Recent studies show increased risk of pancreatic cancer in individuals with non-O blood types (A, AB or B). This increased risk is likely associated with gene variants in the ABO and FUT2 genes, which alter the activity and specificity of glycosyltransferases. To examine this relationship, Wolpin and colleagues evaluated SNPs in ABO and FUT2 genes in cases and controls from 12 prospective cohort studies. They report that ABO allele subtypes corresponding to increased glycosyltransferase activity were indeed associated with increased pancreatic cancer risk and this risk was not significantly modified by the allele status of FUT2. It will be important to explore the mechanisms linking ABO glycosyltransferase activity and pancreatic cancer risk.

Replication studies of a potential colorectal cancer susceptibility locus (SNP rs719725 on chromosome 9p24) have been inconsistent, demonstrating an association in some populations but not in others. To investigate this, Kocarnik and colleagues examined the impact of rs719725 on both colorectal adenoma and colorectal cancer in four well-characterized study populations. They report that SNP rs719725 was significantly associated with colorectal cancer risk in one population, marginally associated with colorectal adenoma risk in another population, and not associated with either in two other populations. These findings provide additional support for an association between variation at 9p24 and colorectal neoplasia but warrant further replication studies in other populations.

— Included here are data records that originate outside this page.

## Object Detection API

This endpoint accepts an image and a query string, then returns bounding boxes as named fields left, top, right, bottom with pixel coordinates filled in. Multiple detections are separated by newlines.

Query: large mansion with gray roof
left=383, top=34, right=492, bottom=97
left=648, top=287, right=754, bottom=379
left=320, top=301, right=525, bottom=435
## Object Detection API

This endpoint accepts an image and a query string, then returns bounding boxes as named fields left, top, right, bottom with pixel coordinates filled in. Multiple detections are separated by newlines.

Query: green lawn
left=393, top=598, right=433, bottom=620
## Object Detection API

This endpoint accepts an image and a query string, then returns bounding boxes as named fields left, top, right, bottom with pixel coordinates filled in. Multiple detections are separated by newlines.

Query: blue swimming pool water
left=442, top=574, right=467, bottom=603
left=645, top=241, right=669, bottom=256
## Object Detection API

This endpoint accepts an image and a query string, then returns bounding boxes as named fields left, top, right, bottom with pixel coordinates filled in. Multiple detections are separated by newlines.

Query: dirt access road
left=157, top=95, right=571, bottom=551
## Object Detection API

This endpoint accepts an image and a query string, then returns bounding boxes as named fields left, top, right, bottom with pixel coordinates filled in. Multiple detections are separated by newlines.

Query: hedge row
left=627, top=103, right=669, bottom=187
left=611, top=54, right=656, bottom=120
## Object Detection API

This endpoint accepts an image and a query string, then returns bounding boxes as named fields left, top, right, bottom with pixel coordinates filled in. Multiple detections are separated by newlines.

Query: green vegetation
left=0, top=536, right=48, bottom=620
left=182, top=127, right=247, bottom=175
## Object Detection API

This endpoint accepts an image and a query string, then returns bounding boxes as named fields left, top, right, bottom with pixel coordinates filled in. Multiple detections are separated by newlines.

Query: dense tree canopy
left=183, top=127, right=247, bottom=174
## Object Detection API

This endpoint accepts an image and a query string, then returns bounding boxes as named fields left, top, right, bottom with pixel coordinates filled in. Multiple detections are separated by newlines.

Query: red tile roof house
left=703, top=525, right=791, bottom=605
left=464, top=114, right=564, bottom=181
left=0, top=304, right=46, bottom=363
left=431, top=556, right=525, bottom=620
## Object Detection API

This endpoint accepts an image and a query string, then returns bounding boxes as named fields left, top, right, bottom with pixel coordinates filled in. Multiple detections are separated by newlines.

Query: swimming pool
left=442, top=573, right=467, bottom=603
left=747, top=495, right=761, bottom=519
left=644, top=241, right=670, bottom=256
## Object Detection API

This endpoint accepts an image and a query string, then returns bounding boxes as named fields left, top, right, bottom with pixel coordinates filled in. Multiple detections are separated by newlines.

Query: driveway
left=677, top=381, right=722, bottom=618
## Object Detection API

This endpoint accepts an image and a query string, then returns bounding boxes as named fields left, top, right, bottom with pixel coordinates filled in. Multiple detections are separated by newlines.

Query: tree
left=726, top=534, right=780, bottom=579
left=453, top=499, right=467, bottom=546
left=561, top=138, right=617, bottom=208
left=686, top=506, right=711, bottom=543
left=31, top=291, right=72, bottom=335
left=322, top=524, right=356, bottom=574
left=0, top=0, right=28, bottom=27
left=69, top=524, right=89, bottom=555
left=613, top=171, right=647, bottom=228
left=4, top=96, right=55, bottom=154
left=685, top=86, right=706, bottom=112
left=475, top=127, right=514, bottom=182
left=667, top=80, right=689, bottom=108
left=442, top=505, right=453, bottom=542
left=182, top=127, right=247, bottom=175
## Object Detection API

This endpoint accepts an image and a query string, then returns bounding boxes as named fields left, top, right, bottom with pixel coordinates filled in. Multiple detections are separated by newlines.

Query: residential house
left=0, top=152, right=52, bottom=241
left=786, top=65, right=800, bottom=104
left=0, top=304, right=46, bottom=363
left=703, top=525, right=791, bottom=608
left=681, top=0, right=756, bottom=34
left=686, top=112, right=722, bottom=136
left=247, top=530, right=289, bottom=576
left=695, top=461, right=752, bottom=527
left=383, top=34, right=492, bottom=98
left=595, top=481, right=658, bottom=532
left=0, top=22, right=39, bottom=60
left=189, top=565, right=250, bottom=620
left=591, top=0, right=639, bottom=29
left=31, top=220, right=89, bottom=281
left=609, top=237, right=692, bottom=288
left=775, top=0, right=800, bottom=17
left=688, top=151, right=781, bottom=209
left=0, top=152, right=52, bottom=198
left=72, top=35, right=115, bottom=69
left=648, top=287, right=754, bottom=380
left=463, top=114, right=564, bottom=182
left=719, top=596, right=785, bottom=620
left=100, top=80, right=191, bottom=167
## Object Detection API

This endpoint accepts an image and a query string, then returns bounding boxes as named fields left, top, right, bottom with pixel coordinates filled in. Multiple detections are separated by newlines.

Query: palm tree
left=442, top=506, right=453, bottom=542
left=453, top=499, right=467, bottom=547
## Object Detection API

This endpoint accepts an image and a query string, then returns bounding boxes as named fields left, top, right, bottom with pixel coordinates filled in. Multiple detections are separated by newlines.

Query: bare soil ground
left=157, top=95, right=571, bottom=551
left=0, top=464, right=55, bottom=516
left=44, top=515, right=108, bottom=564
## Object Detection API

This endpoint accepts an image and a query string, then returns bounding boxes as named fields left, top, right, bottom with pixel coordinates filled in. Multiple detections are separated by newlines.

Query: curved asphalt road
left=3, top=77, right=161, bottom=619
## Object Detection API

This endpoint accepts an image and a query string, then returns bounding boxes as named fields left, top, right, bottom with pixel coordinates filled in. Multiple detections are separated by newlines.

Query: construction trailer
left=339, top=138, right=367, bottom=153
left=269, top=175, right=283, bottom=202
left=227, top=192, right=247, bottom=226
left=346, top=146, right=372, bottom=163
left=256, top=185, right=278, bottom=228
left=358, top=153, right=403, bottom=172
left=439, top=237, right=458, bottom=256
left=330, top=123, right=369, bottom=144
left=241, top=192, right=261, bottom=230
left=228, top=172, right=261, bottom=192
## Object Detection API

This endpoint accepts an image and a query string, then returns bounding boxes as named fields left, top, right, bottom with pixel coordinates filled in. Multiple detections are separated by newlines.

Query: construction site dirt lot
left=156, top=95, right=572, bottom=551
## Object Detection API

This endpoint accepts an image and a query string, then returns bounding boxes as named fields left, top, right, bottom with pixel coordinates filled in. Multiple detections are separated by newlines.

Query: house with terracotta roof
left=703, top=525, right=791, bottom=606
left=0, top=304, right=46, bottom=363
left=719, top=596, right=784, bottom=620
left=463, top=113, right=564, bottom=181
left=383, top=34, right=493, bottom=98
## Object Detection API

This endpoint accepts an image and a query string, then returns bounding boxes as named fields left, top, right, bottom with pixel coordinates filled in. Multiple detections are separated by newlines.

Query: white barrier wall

Age-specific HPV incidence peaks in late adolescence, corresponding with the initiation of sexual activity. In recent years, a second peak in HPV prevalence has been observed among older, postmenopausal women. To explore this second HPV peak, González and colleagues evaluated the sexual behaviors and cellular immune responses of HPV positive women aged 45–75 years old. The study found that women with more sexual partners and with reduced in vitro immune responses were at higher risk of HPV infections. These studies suggest that HPV infections among older women are associated with current and past sexual exposures and possibly with immune senescence.